Page MenuHomePhabricator

Kurdish Wikipedia: Alphabetical order in the categories (collation)
Open, MediumPublicFeature

Description

Hello. Is it possible to change alphabetical order in the categories for all Kurdish projects (ku.wikipedia, ku.wiktionary, ku.wikiquote and ku.wikibooks)?

Kurdish alphabet (Kurmanci) uses Latin letters (31 letters).Alphabetical order:

Aa · Bb · Cc · Çç · Dd · Ee · Êê · Ff · Gg · Hh · Ii · Îî · Jj · Kk · Ll · Mm · Nn · Oo · Pp · Qq · Rr · Ss · Şş · Tt · Uu · Ûû · Vv · Ww · Xx · Yy · Zz

26 letters like the English language + 5 diacritical letters (Çç, Êê, Îî, Şş, Ûû): http://en.wikipedia.org/wiki/Kurdish_alphabets#Hawar_alphabet

The problem is that the diacritic letters (Çç, Êê, Îî, Şş, Ûû) do not follow the Kurdish alphabetical order (see above) in the categories: they are placed at the end.
For example here (Ç, Î, Û placed at the end): http://ku.wikipedia.org/wiki/Kategor%C3%AE:Dewlet%C3%AAn_Asyay%C3%AA

More generally, all the classifications can it be done by Kurdish alphabetical order? Can we do something?

Sorry if I'm not at the right place but I do not know who else to ask.
Thank you in advance.


Version: unspecified
Severity: enhancement
URL: http://ku.wikipedia.org/wiki/Destp%C3%AAk

Details

Reference
bz46235

Event Timeline

bzimport raised the priority of this task from to Medium.Nov 22 2014, 1:24 AM
bzimport set Reference to bz46235.
bzimport added a subscriber: Unknown Object (MLST).

This is the right place.


At first glance I didnt see kurdish on the list of supported collations for icu that I found on google, which would be a problem. But maybe i just missed it. Will have to investigate further.

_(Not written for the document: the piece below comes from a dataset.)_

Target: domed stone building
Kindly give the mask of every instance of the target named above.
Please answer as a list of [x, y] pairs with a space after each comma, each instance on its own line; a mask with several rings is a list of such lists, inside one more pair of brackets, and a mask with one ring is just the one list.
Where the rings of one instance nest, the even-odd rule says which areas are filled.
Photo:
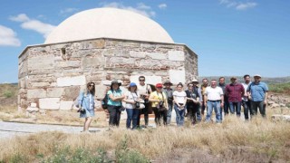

Yup, it seems to be unsupported, trying to use uca-ku collation gives the same results as if it was uca-default: http://users.v-lo.krakow.pl/~matmarex/testwiki-ku/index.php?title=Kategor%C3%AE:Test

(So no separete headings for the letters with diacritic marks, and e.g. C and Ç are considered the same letter when sorting - this isn't visible on that page right now, since if there's a conflict, the diacritical version is placed after the default one.)

ghybu, does that seems like an improvement over the current state?

No, I don't see any improvement.

I mean, is the category sorting on the testwiki I linked better than the one currently visible on ku.wikipedia?

(Also, feel free to create or modify pages there to test the behavior.)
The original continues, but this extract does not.